LANSING, Mich. (AP) — The Michigan Supreme Court ruled Thursday that local clerks may use new poll challenger guidelines issued by Secretary of State Jocelyn Benson for Tuesday’s election.

The decision will pause a Michigan judge’s Oct. 20 ruling that blocked poll challenger guidance requiring increased credentialing for challengers and banning electronics in absentee counting boards. The new guidance was in place during the August primary.

“We’ve long been confident in the legality of the Michigan Bureau of Elections’ guidelines surrounding election challengers and their rightful balance providing transparency while protecting voters and poll workers from disruptions and intimidation,” Benson said in a statement.

The high court’s order paused the judge’s ruling, which stemmed from a Republican lawsuit, and determined that a final ruling will come after the Nov. 8 general election.

In his Oct. 20 order, Court of Claims Judge Brock Swartzle found that some provisions in the election challenger manual were at odds with the law or failed to undergo the proper rule-making procedure with input from the public and state lawmakers.
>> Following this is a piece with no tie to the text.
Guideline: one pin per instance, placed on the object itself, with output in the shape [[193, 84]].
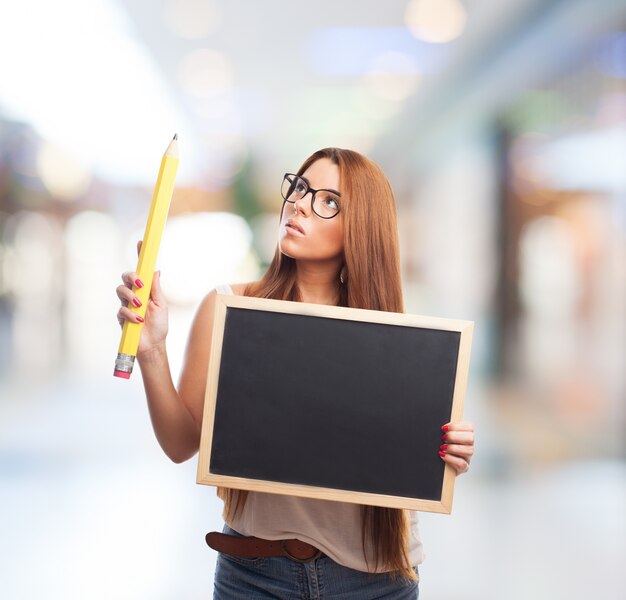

The secretary of state’s new manual — issued in May — outlines the rights and duties of election challengers and poll watchers. It was created in the wake of multiple confrontations between election officials and poll challengers and watchers during the 2020 presidential election.

Lawsuits that involved the Michigan GOP and National Republican Committee took issue with new credentials required by the secretary of state and that poll challengers would have to communicate with a “challenger liaison” instead of election officials.

Challengers cannot take cellphones, tablets and computers into counting rooms where absentee ballots are processed prior to polls closing. State election law prohibits challengers from communicating information from absentee counting boards related “to the processing or tallying of votes” before the polls close.